Abstract:
Emerging evidence has reported that acute lung injury (ALI), characterized by inflammation and oxidative stress in airway epithelium, is regulated by programmed cell death. Ferroptosis, a regulated form of cell death spurred by uncontrolled lipid peroxidation, has been proven to implicate various diseases. Inhibiting ferroptosis represents a feasible strategy for ALI through the suppression of lipid peroxidation, while the mechanism remains to be further elucidated. Here, we identified Sequestosome 1 (SQSTM1) as a negative regulator of airway epithelium ferroptosis during ALI. SQSTM1 knockdown cells manifested higher sensitivity to ferroptosis.

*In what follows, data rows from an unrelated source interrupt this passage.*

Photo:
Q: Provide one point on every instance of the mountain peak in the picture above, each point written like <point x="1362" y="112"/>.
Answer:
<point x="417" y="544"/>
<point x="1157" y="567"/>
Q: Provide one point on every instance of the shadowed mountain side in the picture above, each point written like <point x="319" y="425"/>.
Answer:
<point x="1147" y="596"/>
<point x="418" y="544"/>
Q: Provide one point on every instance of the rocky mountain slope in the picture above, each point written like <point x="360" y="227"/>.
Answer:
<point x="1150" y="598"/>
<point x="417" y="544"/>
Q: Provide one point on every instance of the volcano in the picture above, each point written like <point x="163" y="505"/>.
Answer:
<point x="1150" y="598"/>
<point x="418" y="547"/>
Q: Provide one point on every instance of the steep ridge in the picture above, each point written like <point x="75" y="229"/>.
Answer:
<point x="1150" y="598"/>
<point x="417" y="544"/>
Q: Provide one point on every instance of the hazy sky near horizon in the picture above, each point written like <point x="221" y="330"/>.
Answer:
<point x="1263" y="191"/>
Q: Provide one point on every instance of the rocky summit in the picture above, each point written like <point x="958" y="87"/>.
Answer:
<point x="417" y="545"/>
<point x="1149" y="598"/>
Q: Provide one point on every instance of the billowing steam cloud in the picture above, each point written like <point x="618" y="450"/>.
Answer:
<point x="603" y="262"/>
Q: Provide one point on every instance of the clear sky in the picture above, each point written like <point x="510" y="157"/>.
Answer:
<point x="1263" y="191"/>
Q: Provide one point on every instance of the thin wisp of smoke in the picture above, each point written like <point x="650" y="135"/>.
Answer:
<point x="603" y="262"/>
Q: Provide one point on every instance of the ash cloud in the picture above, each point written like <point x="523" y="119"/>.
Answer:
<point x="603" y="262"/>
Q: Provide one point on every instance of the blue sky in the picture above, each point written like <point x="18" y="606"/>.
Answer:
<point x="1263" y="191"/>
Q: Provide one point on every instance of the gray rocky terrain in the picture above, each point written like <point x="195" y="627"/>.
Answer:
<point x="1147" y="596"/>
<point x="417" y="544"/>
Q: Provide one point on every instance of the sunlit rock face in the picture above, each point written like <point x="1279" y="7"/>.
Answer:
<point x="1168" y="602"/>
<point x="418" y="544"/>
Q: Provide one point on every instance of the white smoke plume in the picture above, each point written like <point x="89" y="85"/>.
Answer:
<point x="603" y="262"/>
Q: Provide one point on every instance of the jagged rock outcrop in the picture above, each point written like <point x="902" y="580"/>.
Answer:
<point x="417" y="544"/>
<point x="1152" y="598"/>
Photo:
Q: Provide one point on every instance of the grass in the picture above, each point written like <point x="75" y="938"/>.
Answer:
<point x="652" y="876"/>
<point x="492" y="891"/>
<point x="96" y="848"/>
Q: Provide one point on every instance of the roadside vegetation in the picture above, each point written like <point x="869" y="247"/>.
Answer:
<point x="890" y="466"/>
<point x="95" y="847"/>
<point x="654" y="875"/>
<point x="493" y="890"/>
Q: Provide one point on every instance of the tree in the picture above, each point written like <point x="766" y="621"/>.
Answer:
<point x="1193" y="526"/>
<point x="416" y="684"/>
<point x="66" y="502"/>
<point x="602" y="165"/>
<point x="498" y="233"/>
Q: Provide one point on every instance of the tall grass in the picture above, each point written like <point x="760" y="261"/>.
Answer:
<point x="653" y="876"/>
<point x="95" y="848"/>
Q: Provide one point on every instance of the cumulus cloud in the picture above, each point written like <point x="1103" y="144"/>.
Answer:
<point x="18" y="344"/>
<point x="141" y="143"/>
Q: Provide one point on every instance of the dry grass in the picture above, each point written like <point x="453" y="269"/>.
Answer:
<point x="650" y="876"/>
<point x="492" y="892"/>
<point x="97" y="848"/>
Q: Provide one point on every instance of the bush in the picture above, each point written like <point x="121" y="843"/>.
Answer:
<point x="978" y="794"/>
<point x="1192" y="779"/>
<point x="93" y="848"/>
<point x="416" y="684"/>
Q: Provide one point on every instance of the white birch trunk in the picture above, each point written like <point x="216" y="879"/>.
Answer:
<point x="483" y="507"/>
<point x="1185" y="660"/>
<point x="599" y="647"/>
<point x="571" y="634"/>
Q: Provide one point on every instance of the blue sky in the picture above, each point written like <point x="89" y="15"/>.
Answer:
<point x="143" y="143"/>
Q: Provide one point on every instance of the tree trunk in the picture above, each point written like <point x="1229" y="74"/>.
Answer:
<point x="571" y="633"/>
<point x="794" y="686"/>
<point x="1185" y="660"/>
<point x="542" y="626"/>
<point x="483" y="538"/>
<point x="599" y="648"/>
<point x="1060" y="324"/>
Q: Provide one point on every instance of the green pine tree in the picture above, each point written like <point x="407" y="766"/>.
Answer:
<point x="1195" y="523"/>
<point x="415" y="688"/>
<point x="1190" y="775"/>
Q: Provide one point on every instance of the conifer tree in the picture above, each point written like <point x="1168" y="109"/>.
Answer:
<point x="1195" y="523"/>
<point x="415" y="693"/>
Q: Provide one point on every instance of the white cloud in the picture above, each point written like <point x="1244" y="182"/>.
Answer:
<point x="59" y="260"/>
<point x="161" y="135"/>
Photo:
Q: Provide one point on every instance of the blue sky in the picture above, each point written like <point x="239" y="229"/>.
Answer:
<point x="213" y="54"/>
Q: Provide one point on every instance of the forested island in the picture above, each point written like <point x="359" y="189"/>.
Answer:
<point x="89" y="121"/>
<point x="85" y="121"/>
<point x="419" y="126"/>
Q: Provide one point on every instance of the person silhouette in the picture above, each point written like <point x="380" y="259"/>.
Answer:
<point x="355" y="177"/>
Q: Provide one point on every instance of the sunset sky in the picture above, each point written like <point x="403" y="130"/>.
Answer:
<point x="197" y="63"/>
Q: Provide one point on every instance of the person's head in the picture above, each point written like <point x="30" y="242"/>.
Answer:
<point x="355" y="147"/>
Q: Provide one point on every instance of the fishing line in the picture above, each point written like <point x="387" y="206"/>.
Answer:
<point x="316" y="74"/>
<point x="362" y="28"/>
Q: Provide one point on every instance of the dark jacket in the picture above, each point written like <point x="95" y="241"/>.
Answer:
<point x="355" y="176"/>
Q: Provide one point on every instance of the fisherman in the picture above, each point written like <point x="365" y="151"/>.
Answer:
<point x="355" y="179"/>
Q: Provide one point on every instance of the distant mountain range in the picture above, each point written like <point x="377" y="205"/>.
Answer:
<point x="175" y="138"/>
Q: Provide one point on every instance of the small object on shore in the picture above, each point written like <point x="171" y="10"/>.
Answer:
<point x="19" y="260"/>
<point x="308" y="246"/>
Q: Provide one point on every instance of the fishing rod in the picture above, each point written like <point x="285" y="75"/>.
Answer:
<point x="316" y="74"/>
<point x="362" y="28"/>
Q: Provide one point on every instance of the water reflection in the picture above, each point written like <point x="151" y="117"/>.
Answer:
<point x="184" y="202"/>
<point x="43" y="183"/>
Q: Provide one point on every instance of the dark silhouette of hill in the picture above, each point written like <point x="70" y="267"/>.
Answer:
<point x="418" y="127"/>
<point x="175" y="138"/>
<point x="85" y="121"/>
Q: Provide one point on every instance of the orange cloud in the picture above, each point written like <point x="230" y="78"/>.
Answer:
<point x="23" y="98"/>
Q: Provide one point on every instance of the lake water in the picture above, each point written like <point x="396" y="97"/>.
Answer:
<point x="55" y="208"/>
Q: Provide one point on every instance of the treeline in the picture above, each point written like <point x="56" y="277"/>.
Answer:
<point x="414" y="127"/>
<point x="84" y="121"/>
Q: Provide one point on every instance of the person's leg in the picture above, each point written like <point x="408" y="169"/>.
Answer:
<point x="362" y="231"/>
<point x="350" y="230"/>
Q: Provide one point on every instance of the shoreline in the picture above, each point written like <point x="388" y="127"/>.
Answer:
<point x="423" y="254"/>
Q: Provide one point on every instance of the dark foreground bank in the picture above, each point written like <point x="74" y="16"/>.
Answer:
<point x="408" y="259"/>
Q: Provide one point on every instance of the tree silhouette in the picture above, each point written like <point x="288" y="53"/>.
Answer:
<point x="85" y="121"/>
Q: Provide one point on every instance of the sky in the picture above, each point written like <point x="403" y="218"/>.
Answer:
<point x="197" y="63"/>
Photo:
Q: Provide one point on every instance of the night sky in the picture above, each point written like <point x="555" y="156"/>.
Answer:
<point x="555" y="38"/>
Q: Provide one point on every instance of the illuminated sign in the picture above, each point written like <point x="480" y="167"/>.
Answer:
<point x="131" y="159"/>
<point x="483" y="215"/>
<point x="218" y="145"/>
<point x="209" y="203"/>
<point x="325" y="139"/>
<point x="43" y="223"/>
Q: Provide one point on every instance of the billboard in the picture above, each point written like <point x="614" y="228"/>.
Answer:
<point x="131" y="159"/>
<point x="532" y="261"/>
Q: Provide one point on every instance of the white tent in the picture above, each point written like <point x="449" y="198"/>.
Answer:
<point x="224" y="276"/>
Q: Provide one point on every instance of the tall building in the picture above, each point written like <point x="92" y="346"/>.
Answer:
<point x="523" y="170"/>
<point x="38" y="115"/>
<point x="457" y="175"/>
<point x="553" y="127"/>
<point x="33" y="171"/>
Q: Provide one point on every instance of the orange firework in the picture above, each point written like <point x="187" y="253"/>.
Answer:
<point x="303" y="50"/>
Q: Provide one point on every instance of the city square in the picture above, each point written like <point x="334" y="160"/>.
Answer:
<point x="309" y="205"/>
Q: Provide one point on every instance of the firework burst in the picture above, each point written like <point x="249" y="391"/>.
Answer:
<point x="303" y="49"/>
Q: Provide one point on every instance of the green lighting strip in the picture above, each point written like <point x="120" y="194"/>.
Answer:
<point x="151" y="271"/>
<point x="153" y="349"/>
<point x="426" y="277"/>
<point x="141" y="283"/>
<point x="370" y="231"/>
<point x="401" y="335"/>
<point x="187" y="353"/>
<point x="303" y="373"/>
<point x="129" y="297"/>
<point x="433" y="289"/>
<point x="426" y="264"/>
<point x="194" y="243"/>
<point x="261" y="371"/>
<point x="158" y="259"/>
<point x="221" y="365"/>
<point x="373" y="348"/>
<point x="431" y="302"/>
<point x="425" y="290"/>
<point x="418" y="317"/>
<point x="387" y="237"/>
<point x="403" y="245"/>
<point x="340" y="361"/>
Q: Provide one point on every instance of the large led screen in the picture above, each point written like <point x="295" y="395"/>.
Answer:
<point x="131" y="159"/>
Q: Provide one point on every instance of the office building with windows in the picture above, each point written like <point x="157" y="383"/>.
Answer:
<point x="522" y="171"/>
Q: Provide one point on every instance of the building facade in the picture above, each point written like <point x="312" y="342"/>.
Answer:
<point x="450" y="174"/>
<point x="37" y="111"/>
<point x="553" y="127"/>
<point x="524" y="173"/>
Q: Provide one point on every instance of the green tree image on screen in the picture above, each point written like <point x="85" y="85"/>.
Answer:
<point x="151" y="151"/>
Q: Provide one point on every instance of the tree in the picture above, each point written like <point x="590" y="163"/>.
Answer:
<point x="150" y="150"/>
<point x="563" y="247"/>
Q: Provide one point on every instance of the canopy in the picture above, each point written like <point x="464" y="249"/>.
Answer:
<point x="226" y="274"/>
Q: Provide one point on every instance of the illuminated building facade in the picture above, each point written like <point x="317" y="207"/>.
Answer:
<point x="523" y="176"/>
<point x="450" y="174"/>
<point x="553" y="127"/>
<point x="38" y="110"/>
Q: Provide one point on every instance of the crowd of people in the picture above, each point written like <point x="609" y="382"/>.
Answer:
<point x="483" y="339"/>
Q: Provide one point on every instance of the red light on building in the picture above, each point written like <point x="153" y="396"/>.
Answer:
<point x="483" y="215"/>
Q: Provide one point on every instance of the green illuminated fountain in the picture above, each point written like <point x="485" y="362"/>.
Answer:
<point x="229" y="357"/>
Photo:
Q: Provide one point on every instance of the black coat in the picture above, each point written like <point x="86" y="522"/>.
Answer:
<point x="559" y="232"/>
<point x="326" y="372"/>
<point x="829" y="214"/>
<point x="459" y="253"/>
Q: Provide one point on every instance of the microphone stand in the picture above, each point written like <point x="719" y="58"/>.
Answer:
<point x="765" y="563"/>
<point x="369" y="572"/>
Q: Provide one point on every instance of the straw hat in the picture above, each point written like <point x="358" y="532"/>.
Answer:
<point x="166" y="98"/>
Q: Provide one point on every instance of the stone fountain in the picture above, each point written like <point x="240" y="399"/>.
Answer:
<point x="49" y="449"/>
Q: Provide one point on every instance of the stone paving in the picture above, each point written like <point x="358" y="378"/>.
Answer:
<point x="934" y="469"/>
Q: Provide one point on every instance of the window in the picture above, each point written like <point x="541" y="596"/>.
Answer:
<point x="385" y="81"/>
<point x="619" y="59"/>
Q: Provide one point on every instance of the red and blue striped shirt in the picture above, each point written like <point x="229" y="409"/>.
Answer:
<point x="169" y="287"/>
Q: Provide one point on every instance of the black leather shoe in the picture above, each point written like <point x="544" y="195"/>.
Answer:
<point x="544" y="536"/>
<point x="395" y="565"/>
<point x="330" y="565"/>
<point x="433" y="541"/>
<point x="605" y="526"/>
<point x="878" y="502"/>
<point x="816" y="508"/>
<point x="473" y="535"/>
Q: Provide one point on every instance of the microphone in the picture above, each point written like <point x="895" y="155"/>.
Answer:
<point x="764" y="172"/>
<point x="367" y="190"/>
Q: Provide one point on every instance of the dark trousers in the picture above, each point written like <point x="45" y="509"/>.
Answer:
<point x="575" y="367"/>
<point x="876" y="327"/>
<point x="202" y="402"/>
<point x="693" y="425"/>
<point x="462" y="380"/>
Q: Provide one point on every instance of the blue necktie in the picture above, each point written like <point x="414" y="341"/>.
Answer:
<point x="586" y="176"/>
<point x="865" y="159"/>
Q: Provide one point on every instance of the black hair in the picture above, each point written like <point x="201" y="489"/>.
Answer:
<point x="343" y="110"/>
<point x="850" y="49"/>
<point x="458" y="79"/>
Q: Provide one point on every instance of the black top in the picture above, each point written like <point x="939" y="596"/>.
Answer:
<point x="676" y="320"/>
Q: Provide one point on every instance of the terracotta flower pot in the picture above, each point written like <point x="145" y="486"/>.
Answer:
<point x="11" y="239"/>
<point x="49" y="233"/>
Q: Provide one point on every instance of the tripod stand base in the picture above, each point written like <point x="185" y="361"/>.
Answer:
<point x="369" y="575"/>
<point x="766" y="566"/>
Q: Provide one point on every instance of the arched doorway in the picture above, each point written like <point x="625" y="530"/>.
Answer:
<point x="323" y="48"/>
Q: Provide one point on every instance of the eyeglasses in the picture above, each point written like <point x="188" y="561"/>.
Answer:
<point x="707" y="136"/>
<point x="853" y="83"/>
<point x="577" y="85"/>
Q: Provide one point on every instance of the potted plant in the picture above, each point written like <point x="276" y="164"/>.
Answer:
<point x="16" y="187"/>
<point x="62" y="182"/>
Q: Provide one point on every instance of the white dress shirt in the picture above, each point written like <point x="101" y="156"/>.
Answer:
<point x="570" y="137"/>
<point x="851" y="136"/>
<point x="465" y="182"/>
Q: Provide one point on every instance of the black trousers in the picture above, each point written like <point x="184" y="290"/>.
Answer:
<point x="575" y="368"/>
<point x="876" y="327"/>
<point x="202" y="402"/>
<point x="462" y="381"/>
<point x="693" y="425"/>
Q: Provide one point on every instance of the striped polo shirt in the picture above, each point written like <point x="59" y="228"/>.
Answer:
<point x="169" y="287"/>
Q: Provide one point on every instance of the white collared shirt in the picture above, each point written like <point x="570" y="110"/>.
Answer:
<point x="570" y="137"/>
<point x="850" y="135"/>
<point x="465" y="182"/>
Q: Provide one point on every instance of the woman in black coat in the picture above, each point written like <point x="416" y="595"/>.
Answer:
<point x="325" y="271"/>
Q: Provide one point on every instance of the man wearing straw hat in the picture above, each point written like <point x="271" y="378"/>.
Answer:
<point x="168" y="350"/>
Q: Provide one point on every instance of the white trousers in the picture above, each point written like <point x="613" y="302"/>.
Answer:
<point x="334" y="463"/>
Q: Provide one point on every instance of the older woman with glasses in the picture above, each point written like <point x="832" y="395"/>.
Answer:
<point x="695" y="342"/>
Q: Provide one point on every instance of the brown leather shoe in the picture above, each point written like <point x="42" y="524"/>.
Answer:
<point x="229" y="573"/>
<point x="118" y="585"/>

Mechanistically, SQSTM1 was found to directly interact with vitamin D receptor (VDR) through its nuclear receptor (NR) box motif, facilitating its nuclear translocation and initiating autophagy at the transcriptional level. To further validate these findings, an in vivo preventive model utilizing spermidine, a proven inducer of SQSTM1 was established. The results consistently demonstrated that spermidine supplementation significantly induced SQSTM1 and ameliorated ALI by mitigating airway epithelial ferroptosis. Notably, these effects were abrogated in the absence of SQSTM1. Taken together, this study identified SQSTM1 as a negative regulator of airway epithelium ferroptosis in a VDR-mediated autophagy manner, making it a potential therapeutic target for the treatment of ALI.
摘要:
新的证据已经报道,急性肺损伤(ALI),以气道上皮的炎症和氧化应激为特征,受程序性细胞死亡调节。Ferroptosis,由不受控制的脂质过氧化刺激的细胞死亡的调节形式,已被证明与各种疾病有关.通过抑制脂质过氧化,抑制铁凋亡是ALI的可行策略,而机制仍有待进一步阐明。这里,我们确定了在ALI期间,Sequestosome1(SQSTM1)是气道上皮铁性凋亡的负调节因子。SQSTM1敲低细胞对铁凋亡表现出更高的敏感性。机械上,发现SQSTM1通过其核受体(NR)盒基序与维生素D受体(VDR)直接相互作用,促进其核易位并在转录水平上启动自噬。为了进一步验证这些发现,利用亚精胺的体内预防模型,建立了一个成熟的SQSTM1诱导物。结果一致表明,补充亚精胺可显着诱导SQSTM1并通过减轻气道上皮铁凋亡来改善ALI。值得注意的是,这些效应在没有SQSTM1的情况下被消除.一起来看,这项研究确定SQSTM1是VDR介导的自噬方式的气道上皮铁凋亡的负调节因子,使其成为ALI治疗的潜在治疗靶点。